‘Woman in Motion’ chronicles Nichelle Nichols’ contribution to outer space history
When Lt. Uhura spoke, Capt. Kirk and everyone else on the Enterprise bridge listened.
They knew, of course, that the communications officer had important messages from Starfleet, other ships or maybe an enemy vessel commanded by someone in a really bad mood.
Like Capt. Kirk and company, NASA also knew to listen to Uhura, and that made all the difference for future astronauts.
Nichelle Nichols, the actress who played Uhura, started a company, Women In Motion Inc., which recruited more than 8,000 women and minorities for NASA. Her recruits included American astronauts such as Sally Ride, the first female astronaut in outer space, and Mae Jemison, the first female black astronaut in space.
Ms. Nichols was passionate about recruiting astronauts and spoke on TV and radio and across the country, and she furthered her knowledge by taking astronaut training.
Ms. Nichols is honored in “Woman In Motion: Nichelle Nichols, Star Trek and the Remaking of NASA,” a compelling documentary that started streaming last weekend on Paramount+.
Directed by Todd Thompson, the documentary follows Ms. Nichols’ life, from her musical theater career to singing with Duke Ellington to her acting roles for Gene Roddenberry’s 1960s TV shows — first “The Lieutenant,” then “Star Trek.”
The movie follows her to “Star Trek” conventions and features extensive interviews with her from different eras, as well as interviews with Martin Luther King III and fellow “Star Trek” actors George Takei (Sulu) and Walter Koenig (Chekov).
And “Woman in Motion” puts the spotlight on astronauts who signed up for space, the final frontier, because of Ms. Nichols. Among them is Col. Frederick D. Gregory, who went from being an astronaut to the first black deputy NASA administrator. (He also was the first black astronaut to command a space shuttle mission.)
The documentary also features an interview with Charles Bolden, who was inspired by Ms. Nichols and became an astronaut in 1980. He went on to log more than 680 hours in space during four space shuttle missions, twice as a commander. His missions included deployment of the Hubble Space Telescope. And in 2009, he became the first black man to be named the NASA administrator.
“Woman in Motion” touches on the challenges Ms. Nichols faced in her recruiting efforts, as well as the 1986 Challenger tragedy that cost the lives of astronauts recruited by Ms. Nichols. The documentary includes part of President Ronald Reagan’s address to the nation after the loss. (“Star Trek IV: The Voyage Home” was dedicated to the Challenger astronauts.)
The documentary also features triumphs in space, as well as comments by Ms. Ride, the first female astronaut, and Ms. Jemison, the first female black astronaut. Ms. Jemison points out that she went from being inspired by Uhura on “Star Trek” to becoming an astronaut to having a speaking role on “Star Trek: The Next Generation.” (The episode is “Second Chances,” and Ms. Jemison plays Lt. Palmer.)
And “Woman in Motion” includes interviews with people such as Rod Roddenberry, Gene Roddenberry’s son and an executive producer of current “Star Trek” programs; and Michael Dorn, the actor who played Worf on “The Next Generation.”
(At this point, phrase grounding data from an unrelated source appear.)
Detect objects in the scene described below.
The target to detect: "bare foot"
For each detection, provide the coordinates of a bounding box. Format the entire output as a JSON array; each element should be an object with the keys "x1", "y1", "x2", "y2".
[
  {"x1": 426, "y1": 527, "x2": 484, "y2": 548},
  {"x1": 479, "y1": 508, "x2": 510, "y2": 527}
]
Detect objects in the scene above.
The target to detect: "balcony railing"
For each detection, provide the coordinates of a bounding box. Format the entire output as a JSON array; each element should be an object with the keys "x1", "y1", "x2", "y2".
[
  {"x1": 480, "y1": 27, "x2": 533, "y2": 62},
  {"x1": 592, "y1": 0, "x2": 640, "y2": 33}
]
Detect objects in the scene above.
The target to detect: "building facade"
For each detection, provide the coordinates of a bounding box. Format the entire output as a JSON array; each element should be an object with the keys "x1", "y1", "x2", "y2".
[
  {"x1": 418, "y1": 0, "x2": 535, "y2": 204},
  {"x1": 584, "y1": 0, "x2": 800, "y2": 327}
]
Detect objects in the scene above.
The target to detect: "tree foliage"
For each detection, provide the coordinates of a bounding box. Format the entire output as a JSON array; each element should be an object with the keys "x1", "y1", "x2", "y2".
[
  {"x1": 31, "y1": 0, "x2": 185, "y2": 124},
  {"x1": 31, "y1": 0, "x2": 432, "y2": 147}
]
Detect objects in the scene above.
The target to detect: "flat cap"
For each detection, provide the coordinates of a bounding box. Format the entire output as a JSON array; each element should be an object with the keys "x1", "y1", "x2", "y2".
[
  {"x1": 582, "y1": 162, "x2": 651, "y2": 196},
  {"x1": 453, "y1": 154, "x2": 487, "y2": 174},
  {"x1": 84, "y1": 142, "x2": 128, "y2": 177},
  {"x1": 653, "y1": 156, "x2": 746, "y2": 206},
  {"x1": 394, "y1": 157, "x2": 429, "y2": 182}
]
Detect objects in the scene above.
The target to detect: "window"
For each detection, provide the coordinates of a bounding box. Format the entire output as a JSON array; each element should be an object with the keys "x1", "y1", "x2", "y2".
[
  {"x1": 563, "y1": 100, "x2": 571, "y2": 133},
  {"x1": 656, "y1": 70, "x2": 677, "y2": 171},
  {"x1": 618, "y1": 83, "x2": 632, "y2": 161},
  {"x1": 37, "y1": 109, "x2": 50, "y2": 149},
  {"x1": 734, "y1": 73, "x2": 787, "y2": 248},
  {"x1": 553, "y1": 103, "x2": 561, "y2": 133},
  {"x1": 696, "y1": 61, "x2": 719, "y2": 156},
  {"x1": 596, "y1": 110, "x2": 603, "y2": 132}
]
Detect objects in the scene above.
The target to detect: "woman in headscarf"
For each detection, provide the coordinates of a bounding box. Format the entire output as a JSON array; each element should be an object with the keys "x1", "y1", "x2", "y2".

Although this isn’t mentioned in the documentary, Uhura’s photo is a regular part of the set on “All Rise,” the CBS courtroom drama. Inspired by Uhura, Judge Lola Carmichael (Simone Missick) keeps the photo on a shelf in her chambers.
Before the pandemic, Ms. Nichols was a regular face at sci-fi and “Star Trek” conventions, often signing autographs in dealers’ rooms. She has shown a great willingness to be photographed and raise her hand with the Vulcan “Live long and prosper” gesture. She smiles broadly when fans tell her about how she has inspired them.
Fans long remember her at conventions, where over the decades, she has spoken enthusiastically about “Star Trek” and told the story of how Martin Luther King Jr. insisted she remain on “Star Trek.”
In the 1960s, Ms. Nichols was unhappy with how little her character was doing on the series but the civil rights icon told her that her sheer presence in a non-stereotypical role made a difference.
Dr. King inspired her to stay.
And Ms. Nichols inspired others to follow Uhura into space.
(By the way, be sure to watch the documentary’s credits for a great moment with Ms. Nichols.)